A galvanometer having a coil resistance of 100 $$\Omega$$ gives a full scale deflection, when a current of 1 mA is passed through it. The value of the resistance, which can convert this galvanometer into ammeter giving a full scale deflection for a current of 10 A, is:

We are given a moving-coil galvanometer with an internal resistance $$R_g = 100\;\Omega$$. It shows full-scale deflection when the current through it is $$I_g = 1\ \text{mA} = 0.001\ \text{A}$$.

We wish to use this galvanometer as an ammeter that can measure a much larger full-scale current $$I = 10\ \text{A}$$. To achieve this, a very small resistance, called a shunt resistance, is connected in parallel with the galvanometer. The shunt diverts most of the current so that only the safe current $$I_g$$ flows through the delicate galvanometer coil.

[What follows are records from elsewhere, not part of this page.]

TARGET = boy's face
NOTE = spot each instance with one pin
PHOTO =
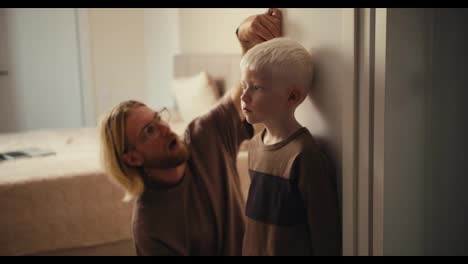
(262, 99)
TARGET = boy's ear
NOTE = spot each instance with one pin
(133, 159)
(294, 96)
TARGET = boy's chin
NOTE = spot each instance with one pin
(251, 120)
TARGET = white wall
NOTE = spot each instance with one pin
(161, 41)
(425, 209)
(2, 40)
(42, 89)
(407, 35)
(212, 30)
(118, 56)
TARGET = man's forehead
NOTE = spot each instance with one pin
(138, 118)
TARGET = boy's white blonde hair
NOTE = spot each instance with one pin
(283, 58)
(113, 146)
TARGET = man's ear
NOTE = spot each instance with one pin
(133, 159)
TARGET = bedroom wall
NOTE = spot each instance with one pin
(211, 30)
(42, 60)
(118, 56)
(161, 40)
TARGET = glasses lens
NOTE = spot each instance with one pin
(165, 115)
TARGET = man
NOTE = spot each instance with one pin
(188, 193)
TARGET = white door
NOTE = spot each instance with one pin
(42, 88)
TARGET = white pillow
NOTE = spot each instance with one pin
(195, 95)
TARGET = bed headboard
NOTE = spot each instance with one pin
(224, 68)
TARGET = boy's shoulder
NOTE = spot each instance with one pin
(306, 143)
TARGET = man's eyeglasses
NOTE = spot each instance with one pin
(153, 128)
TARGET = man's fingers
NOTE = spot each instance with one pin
(274, 12)
(263, 32)
(273, 24)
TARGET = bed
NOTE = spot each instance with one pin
(64, 204)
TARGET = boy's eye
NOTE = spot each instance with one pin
(150, 129)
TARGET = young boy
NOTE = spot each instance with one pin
(292, 205)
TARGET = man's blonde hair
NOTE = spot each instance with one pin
(282, 57)
(113, 145)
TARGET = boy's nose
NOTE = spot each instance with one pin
(245, 97)
(164, 129)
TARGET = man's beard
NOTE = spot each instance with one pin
(170, 160)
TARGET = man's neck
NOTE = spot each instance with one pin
(166, 178)
(280, 129)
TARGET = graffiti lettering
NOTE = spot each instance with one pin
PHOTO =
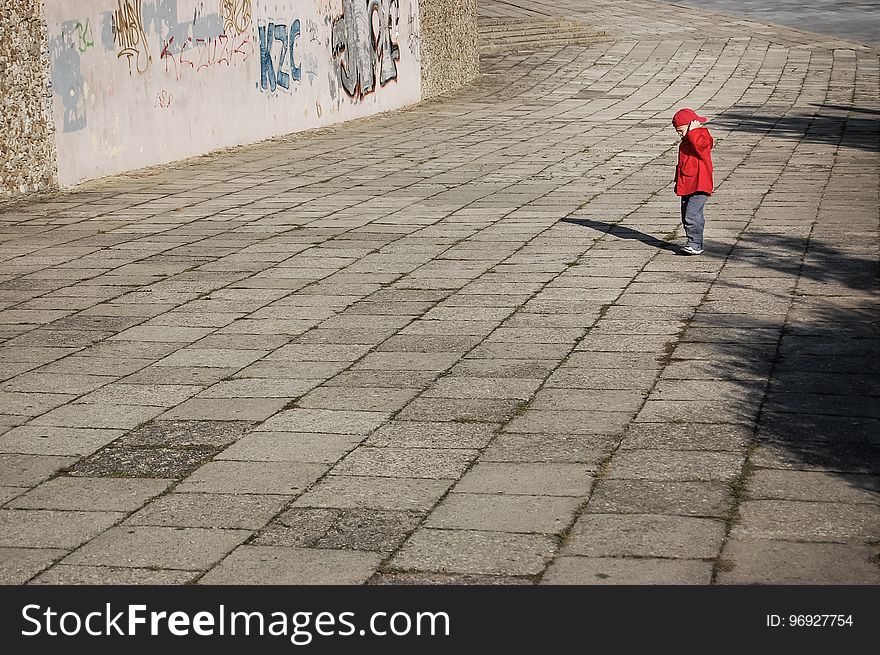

First, we recall (and state) the standard relation for a shunt resistance $$S$$ connected in parallel with a galvanometer:

$$ S \;=\; \dfrac{I_g\,R_g}{I - I_g}. $$

This formula arises from the condition that the potential difference across the galvanometer and the shunt must be equal, because they are in parallel. The derivation is:

The current through the shunt is the remainder $$I - I_g$$. The potential drop across the galvanometer is

$$ V_g \;=\; I_g\,R_g. $$

Since the same potential drop appears across the shunt, Ohm’s law for the shunt gives

$$ V_g \;=\; (I - I_g)\,S. $$

Equating the two expressions for the same voltage, we have

$$ I_g\,R_g \;=\; (I - I_g)\,S. $$

Now we solve for $$S$$ by dividing both sides by $$(I - I_g):$$

$$ S \;=\; \dfrac{I_g\,R_g}{I - I_g}. $$

With the formula stated and derived, we now substitute the numerical values.

First, calculate the numerator $$I_g\,R_g$$:

$$ I_g\,R_g \;=\; (0.001\ \text{A})\,(100\ \Omega) \;=\; 0.1\ \text{V}. $$

Next, compute the denominator $$I - I_g$$:

$$ I - I_g \;=\; 10\ \text{A} - 0.001\ \text{A} \;=\; 9.999\ \text{A}. $$

Now form the fraction:

$$ S \;=\; \dfrac{0.1\ \text{V}}{9.999\ \text{A}}. $$

Divide the numbers:

$$ S \;=\; 0.010001\ \Omega. $$

The result rounds off neatly to

$$ S \;\approx\; 0.01\ \Omega. $$

This is exactly the value of resistance that must be connected in parallel with the galvanometer to convert it into an ammeter capable of reading up to $$10\ \text{A}$$ at full scale.

Hence, the correct answer is Option C.